Beto O’Rourke announced Thursday that he is in fact running for president. The Texas politician entered the 2020 race with a call for Americans to look past their differences in order to confront the challenges facing the country.
“This is a defining moment of truth for this country and for every single one of us,” the 46-year-old Democratic former congressman from Texas said in a video announcing his candidacy. “The challenges that we face right now, the interconnected crises in our economy, our democracy and our climate have never been greater.”
“They will either consume us, or they will afford us the greatest opportunity to unleash the genius of the United States of America,” he added.

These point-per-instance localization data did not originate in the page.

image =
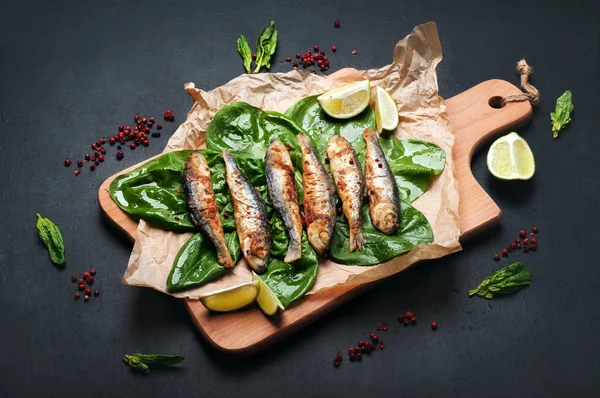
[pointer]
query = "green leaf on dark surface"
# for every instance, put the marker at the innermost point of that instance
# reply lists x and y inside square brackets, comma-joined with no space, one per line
[504,281]
[141,361]
[562,114]
[265,47]
[196,262]
[52,238]
[245,52]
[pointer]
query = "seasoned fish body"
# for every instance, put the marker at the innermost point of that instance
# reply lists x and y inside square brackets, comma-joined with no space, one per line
[281,182]
[319,198]
[350,183]
[202,205]
[250,216]
[384,201]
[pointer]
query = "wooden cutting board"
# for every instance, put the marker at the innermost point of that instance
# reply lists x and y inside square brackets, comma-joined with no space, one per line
[474,121]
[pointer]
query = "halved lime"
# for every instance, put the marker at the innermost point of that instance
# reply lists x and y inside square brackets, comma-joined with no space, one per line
[347,101]
[233,298]
[266,300]
[510,158]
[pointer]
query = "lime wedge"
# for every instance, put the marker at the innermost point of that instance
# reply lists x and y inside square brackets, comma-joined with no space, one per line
[231,299]
[510,158]
[347,101]
[386,111]
[266,300]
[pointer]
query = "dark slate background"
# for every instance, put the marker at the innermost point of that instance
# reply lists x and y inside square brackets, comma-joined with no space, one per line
[72,71]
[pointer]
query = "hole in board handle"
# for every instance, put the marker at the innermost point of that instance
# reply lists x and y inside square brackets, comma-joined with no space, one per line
[496,102]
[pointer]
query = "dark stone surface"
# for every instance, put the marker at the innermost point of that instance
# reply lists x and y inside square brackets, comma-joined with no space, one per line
[71,71]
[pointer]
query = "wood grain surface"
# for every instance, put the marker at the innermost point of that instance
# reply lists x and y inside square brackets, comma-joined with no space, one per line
[474,121]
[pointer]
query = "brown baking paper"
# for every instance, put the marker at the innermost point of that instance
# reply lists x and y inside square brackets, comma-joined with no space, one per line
[412,82]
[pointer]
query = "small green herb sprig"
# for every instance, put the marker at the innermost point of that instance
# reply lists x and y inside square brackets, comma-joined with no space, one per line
[52,238]
[504,281]
[265,48]
[141,362]
[562,115]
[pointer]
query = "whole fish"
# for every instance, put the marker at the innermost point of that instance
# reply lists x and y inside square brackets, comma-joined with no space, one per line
[350,183]
[202,205]
[250,216]
[281,182]
[319,198]
[384,200]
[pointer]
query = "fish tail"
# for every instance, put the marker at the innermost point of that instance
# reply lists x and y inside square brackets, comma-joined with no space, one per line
[294,251]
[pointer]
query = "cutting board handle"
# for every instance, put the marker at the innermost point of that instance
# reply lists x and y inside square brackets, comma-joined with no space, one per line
[476,118]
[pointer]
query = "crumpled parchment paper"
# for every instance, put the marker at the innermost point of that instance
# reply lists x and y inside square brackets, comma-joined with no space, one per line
[410,79]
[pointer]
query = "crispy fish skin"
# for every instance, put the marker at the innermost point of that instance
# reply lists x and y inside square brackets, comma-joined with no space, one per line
[202,205]
[250,216]
[384,200]
[319,198]
[350,183]
[281,182]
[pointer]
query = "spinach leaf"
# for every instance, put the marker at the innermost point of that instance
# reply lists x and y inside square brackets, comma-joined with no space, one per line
[265,47]
[245,130]
[245,53]
[52,238]
[413,162]
[562,115]
[154,192]
[196,263]
[504,281]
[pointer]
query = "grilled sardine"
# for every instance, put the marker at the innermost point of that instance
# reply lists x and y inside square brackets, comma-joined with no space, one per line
[319,198]
[281,182]
[202,205]
[250,216]
[350,183]
[384,201]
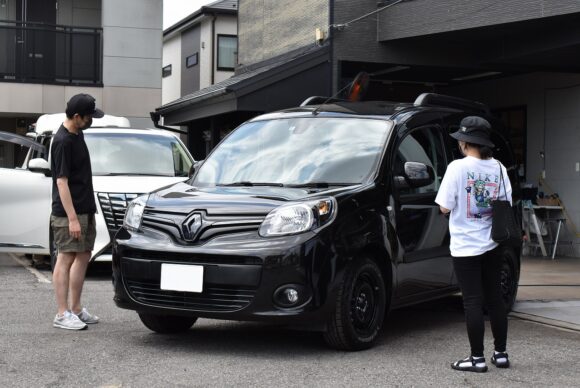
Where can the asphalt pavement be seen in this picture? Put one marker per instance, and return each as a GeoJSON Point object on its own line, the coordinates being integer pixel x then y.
{"type": "Point", "coordinates": [415, 348]}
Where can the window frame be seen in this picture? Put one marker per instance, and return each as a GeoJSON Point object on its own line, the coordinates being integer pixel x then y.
{"type": "Point", "coordinates": [196, 55]}
{"type": "Point", "coordinates": [222, 68]}
{"type": "Point", "coordinates": [166, 68]}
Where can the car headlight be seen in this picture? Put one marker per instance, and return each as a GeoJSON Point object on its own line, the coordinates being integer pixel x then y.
{"type": "Point", "coordinates": [134, 214]}
{"type": "Point", "coordinates": [298, 217]}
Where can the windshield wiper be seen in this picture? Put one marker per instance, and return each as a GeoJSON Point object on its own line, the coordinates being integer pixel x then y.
{"type": "Point", "coordinates": [319, 185]}
{"type": "Point", "coordinates": [247, 183]}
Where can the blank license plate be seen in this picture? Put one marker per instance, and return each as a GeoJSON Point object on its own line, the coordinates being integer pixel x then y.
{"type": "Point", "coordinates": [177, 277]}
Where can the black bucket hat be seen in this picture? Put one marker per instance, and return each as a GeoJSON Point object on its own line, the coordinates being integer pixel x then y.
{"type": "Point", "coordinates": [83, 104]}
{"type": "Point", "coordinates": [474, 130]}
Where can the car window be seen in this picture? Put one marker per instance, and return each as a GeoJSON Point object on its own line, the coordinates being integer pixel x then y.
{"type": "Point", "coordinates": [14, 149]}
{"type": "Point", "coordinates": [298, 151]}
{"type": "Point", "coordinates": [137, 154]}
{"type": "Point", "coordinates": [423, 145]}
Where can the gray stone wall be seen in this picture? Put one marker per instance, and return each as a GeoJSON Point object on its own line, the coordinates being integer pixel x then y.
{"type": "Point", "coordinates": [268, 28]}
{"type": "Point", "coordinates": [423, 17]}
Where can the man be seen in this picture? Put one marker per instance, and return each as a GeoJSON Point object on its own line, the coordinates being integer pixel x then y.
{"type": "Point", "coordinates": [73, 212]}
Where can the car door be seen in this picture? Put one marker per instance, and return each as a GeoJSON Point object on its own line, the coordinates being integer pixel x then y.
{"type": "Point", "coordinates": [422, 230]}
{"type": "Point", "coordinates": [25, 200]}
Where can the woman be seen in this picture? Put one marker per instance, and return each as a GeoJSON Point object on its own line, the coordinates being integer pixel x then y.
{"type": "Point", "coordinates": [468, 187]}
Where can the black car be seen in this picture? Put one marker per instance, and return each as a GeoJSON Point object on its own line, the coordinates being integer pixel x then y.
{"type": "Point", "coordinates": [321, 215]}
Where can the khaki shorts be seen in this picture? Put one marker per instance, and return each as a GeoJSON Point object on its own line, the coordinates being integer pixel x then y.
{"type": "Point", "coordinates": [63, 240]}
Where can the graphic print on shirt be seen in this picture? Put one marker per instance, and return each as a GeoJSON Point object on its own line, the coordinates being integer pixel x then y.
{"type": "Point", "coordinates": [480, 190]}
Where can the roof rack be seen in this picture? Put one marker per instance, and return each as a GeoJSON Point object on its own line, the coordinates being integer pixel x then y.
{"type": "Point", "coordinates": [318, 100]}
{"type": "Point", "coordinates": [433, 99]}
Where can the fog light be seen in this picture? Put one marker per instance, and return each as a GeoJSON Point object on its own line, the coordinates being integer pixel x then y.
{"type": "Point", "coordinates": [291, 295]}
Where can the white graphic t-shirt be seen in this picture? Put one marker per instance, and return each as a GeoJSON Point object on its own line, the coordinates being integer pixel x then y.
{"type": "Point", "coordinates": [468, 187]}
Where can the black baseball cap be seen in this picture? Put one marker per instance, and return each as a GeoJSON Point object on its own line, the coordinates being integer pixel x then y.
{"type": "Point", "coordinates": [83, 104]}
{"type": "Point", "coordinates": [474, 130]}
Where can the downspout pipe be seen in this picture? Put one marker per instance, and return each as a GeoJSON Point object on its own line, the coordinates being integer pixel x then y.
{"type": "Point", "coordinates": [155, 117]}
{"type": "Point", "coordinates": [213, 39]}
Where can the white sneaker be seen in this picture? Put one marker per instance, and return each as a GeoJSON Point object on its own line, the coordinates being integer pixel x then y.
{"type": "Point", "coordinates": [68, 321]}
{"type": "Point", "coordinates": [87, 317]}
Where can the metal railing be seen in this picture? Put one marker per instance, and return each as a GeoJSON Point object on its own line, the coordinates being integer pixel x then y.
{"type": "Point", "coordinates": [43, 53]}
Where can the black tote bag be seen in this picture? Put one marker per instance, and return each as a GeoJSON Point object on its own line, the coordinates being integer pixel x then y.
{"type": "Point", "coordinates": [505, 229]}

O’Rourke is starting a three-day swing through eastern Iowa on Thursday. He said he will hold a kick-off rally for his campaign in El Paso, Texas, on March 30.
This announcement comes as the culmination of his two-year rise from a back-bench congressman largely unknown outside El Paso to Democratic stardom. He has become a record-breaking fundraiser, the subject of an HBO documentary and the target of two separate efforts to draft him into the presidential campaign. The field he enters for 2020 is crowded with more than a dozen Democrats vying for the party’s nomination.
In his announcement video, O’Rourke said he would run a “positive campaign that seeks to bring out the very best from every single one of us, that seeks to unite a very divided country.”
“We saw the power of this in Texas, where people allowed no difference, however great or however small, to stand between them and divide us,” O’Rourke said.
O’Rourke last year lost a bid to oust Republican Sen. Ted Cruz. But that Senate race put O’Rourke into the national spotlight. He shattered fundraising records, ending with taking in $80 million. He finished less than 3 percentage points behind Cruz, much closer than other Democrats had come in recent years against Republicans.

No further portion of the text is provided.